B. Karar Düzeltme Sebepleri
Davacı vekili karar düzeltme dilekçesinde, yerel mahkemenin sadece asıl alacak ve asıl alacağa işletilecek faizi hükme esas aldığını, davaya konu edilmiş faiz talebine gerekçeli kararda yer vermediğini, sahte kupürle kurum zarara sokulduğundan davalı … ceza dosyasında beraat etse bile, gerçekte vermediği ilaçların bedelinin kasasına girmesinden ve bundan habersiz olması normal hayatın akışına aykırı olduğu için sözleşmenin 22 nci maddesi gereğince sahte reçete veya sahte kupürler bedelinin 5

katı tutarında cezai şart ödemesi gerektiğini, Kurum tarafından yapılan işlemin hukuka uygun olduğunu belirterek kararın düzeltilmesini ve Mahkeme kararının bozulmasına karar verilmesini talep etmiştir.

C. Gerekçe
1. Uyuşmazlık ve Hukuki Nitelendirme
Uyuşmazlık, davacının taraflar arasındaki Sosyal Güvenlik Kurumu kapsamındaki kişilerin Türk Eczacıları Birliği üyesi eczanelerden ilaç teminine ilişkin protokole aykırı davranıp davranmadığına ilişkindir.

2. İlgili Hukuk
1. Bir mahkemenin Yargıtay Dairesince verilen bozma kararına uyması üzerine, kendisi için o kararda gösterilen şekilde inceleme ve araştırma yaparak, yine o kararda belirtilen hukuki esaslar gereğince hüküm verme yükümlülüğü doğar. “Usuli kazanılmış hak” olarak tanımlanan bu olgu mahkemeye, hükmüne uyduğu Yargıtay bozma kararında belirtilen çerçevede işlem yapma ve hüküm kurma zorunluluğu getirmektedir (09.05.1960 gün ve 21/9 sayılı Y.İ.B.K.).

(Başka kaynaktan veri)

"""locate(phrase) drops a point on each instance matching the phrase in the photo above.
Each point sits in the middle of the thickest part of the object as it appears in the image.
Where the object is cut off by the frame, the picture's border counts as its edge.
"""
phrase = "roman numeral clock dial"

2. Mahkemenin, Yargıtayın bozma kararına uyması ile bozma kararı lehine olan taraf yararına bir usuli kazanılmış hak doğabileceği gibi, bazı konuların bozma kararı kapsamı dışında kalmış olan kısımları kesinleşir. Bozma kararına uymuş olan mahkeme kesinleşen bu kısımlar hakkında yeniden inceleme yaparak karar veremez. Bir başka anlatımla, kesinleşmiş bu kısımlar, lehine olan taraf yararına usuli kazanılmış hak oluşturur (Hukuk Genel Kurulunun 20/12/2013 tarihli ve 2013/23-131 E. 2013/1681 K. sayılı kararı).

3. Bilindiği üzere; Yargıtay tarafından bozulan bir hükmün, bozma kararının kapsamı dışında kalmış olan kısımları kesinleşir. Bozma kararına uymuş olan mahkeme, (bozma kararının kapsamı dışında kalmış olması nedeniyle) kesinleşen bu kısımlar hakkında yeniden inceleme yaparak karar veremez. Bir başka anlatımla kesinleşmiş, bu kısımlar lehine olan taraf yararına usuli kazanılmış hak oluşturur (04.02.1959 tarihli ve 1315 sayılı YİBK).

3. Değerlendirme
Karar düzeltme yoluyla incelenen karar, tarafların karşılıklı iddia ve savunmalarına, dayandıkları belgelere, uyuşmazlığa uygulanması gereken hukuk kuralları ile hukuki ilişkinin nitelendirilmesine, dava şartlarına, yargılama ve ispat kuralları ile kararda belirtilen gerekçelere, bozmaya uyulmakla karşı taraf yararına kazanılmış hak durumu oluşturan yönlerin ise yeniden incelenmesine hukukça imkan bulunmadığına göre, uyulan bozma kararı gereğince davacının dava tarihinden önce davalı tarafı temerrüde düşürmüş olması nedeniyle alacak talebinin tamamına temerrüt tarihinden faiz işletilmesi yerinde olduğundan davacının karar düzeltme talebinin reddine karar vermek gerekmiştir.

VII. KARAR

Açıklanan sebeplerle;

Davacı vekilinin karar düzeltme talebinin REDDİNE,

Aşağıda yazılı para cezasının karar düzeltme isteyene yükletilmesine,

30.05.2023 tarihinde oy birliğiyle karar verildi.